Par Cécile Wojnarowski.
L’arrêté du 10 mars 2021 fixe les conditions d’exercice des psychologues qui envisagent de rejoindre les « parcours de bilan et d’intervention précoce pour les enfants avec des troubles du développement ». Notons que le trouble neuro-développemental est apparu avec le DSM 5, dont on sait à quel point celui-ci a donné lieu à controverses. S’appuyant sur une phénoménologie descriptive comportementale, sans fondement scientifique, il a vu se créer des bulles inflationnistes et la création d’associations de patients qui revendiquent de nouveaux droits. Nous pouvons à ce sujet relire l’excellent article d’Éric Laurent sur « la crise post-DSM et la psychanalyse à l’âge numérique »[1], pointant les enjeux pharmaceutiques et le lobbying des associations de parents. L’arrêté va dans le sens de ces effets de revendication.
Les TND constituent un ensemble hétérogène regroupant les troubles du spectre de l’autisme, les troubles du développement intellectuel, les troubles Dys, les troubles du déficit de l’attention avec ou sans hyperactivité… Remplaçant le terme de « troubles habituellement diagnostiqués pendant l’enfance » du DSM4, celui-ci tend à couvrir une grande partie du champ de la pédopsychiatrie, réduit à la seule dimension neurologique. Déjà Michel Foucault, dans son cours au Collège de France sur Les Anormaux, en 1974-75, notait cette désaliénation de la psychiatrie à partir du fait de la levée du privilège de la folie. C’est ce mouvement qui a conduit à l’extension de la notion de handicap et à la médicalisation des conduites : « Entre la description des normes et règles sociales et l’analyse médicale des anomalies, la psychiatrie sera essentiellement la science et la technique des anormaux »[2], conduisant à écarter toute idée de guérison pour se tourner vers l’éducation dans un souci de protection et d’ordre.
C’est chose faite avec le paradigme DSM, qui est un formidable instrument de gestion des populations.
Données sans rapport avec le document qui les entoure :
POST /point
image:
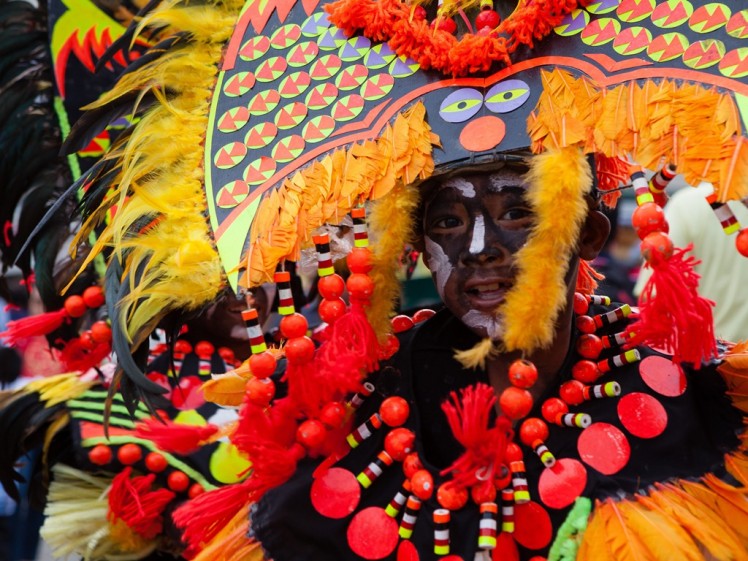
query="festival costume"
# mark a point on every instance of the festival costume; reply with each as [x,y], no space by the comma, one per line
[273,155]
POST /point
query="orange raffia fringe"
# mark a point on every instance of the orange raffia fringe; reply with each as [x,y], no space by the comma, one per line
[392,21]
[695,128]
[328,189]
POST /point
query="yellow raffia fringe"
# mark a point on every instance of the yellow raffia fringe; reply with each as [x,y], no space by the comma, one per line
[76,519]
[233,543]
[161,173]
[695,128]
[328,189]
[58,389]
[558,181]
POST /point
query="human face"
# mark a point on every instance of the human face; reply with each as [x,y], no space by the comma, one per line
[473,226]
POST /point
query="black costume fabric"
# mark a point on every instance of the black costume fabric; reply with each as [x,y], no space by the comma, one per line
[701,428]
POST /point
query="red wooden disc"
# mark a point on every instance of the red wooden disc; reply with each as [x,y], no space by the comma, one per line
[532,525]
[372,534]
[604,447]
[336,493]
[663,376]
[642,415]
[560,485]
[406,551]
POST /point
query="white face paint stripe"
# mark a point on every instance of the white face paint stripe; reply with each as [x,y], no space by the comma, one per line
[465,187]
[438,264]
[478,241]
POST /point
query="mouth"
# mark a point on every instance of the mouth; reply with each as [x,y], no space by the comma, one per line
[486,294]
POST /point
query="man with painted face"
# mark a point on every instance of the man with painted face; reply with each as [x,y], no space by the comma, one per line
[624,429]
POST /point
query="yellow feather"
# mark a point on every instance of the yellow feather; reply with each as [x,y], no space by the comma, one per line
[557,184]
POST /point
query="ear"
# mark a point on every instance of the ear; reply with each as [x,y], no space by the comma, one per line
[594,234]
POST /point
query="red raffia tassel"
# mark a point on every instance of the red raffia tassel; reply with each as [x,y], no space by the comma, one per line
[32,326]
[468,417]
[672,315]
[587,278]
[351,351]
[177,438]
[506,548]
[133,502]
[75,357]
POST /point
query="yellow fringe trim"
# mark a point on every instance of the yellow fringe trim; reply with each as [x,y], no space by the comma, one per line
[695,128]
[558,181]
[328,189]
[173,264]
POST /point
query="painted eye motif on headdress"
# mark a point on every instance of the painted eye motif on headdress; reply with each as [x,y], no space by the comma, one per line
[461,105]
[507,96]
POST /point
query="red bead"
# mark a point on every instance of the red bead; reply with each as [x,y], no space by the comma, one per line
[260,391]
[515,402]
[293,325]
[227,355]
[533,429]
[648,218]
[741,242]
[331,310]
[487,18]
[311,434]
[422,484]
[399,443]
[100,455]
[101,332]
[195,490]
[390,347]
[451,497]
[585,371]
[411,464]
[262,365]
[484,492]
[75,306]
[445,24]
[128,454]
[93,297]
[656,248]
[572,392]
[586,324]
[589,346]
[155,462]
[401,323]
[552,408]
[87,341]
[359,261]
[333,415]
[423,315]
[331,286]
[522,373]
[394,411]
[581,304]
[360,286]
[300,349]
[182,347]
[178,481]
[205,349]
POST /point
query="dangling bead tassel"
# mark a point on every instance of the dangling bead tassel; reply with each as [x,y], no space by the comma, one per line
[441,531]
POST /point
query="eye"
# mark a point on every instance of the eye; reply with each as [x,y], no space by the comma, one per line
[507,96]
[459,106]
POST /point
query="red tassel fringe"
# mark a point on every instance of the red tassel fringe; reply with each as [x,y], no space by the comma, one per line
[672,315]
[32,326]
[172,437]
[468,417]
[133,502]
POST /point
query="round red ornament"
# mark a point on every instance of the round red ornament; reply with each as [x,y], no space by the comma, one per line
[336,493]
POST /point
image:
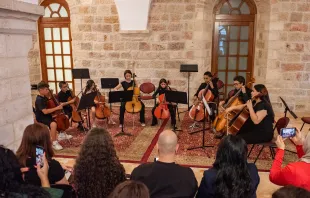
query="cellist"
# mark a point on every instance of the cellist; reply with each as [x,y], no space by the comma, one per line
[43,114]
[207,76]
[128,82]
[258,128]
[162,88]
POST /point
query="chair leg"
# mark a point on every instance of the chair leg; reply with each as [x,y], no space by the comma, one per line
[259,154]
[251,150]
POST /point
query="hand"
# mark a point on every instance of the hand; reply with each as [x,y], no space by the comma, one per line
[243,89]
[249,104]
[280,143]
[297,139]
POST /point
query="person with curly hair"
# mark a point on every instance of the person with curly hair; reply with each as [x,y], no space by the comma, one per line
[97,170]
[231,176]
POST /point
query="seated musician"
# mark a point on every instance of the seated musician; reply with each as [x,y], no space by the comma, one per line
[128,82]
[207,76]
[259,126]
[63,96]
[162,88]
[92,87]
[43,114]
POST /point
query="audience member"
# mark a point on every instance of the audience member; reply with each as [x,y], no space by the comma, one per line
[296,173]
[38,135]
[231,176]
[130,189]
[12,184]
[97,170]
[165,178]
[291,192]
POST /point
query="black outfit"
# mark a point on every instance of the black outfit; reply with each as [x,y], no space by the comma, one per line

Pas étonnant que celui-ci autorise ces dérives autoritaires des bureaucraties sanitaires jusque dans le cabinet du psychologue. Dans un monde où la psychiatrie s’appauvrit économiquement et idéologiquement, ces nouvelles modalités de gouvernance constituent un bien maigre espoir.
La psychanalyse est visée car, contredisant toute idée de norme, elle ne convient pas à ce modèle idéologique. L’enjeu est aujourd’hui pour nous d’accueillir la subversion des classifications qu’opèrent les sujets dans des usages off label. Des espaces de respiration seront plus que jamais nécessaires afin de traiter le savoir-faire des sujets avec ces nouvelles classifications pseudo-scientifiques. L’exigence de méthodes adaptatives imposées par l’arrêté produira des glissements et ratages, car tout sujet, de structure, contredit à la norme. L’arrêté n’arrêtera pas cela, malgré sa tentative de forclore le sujet.
[1]. Laurent E., « La crise post-DSM et la psychanalyse à l’âge numérique », La Cause du désir, n° 87, p. 145-166.
[2] Foucault M., Les Anormaux, Cours au Collège de France, 1974-1975, Paris, Gallimard, 1999.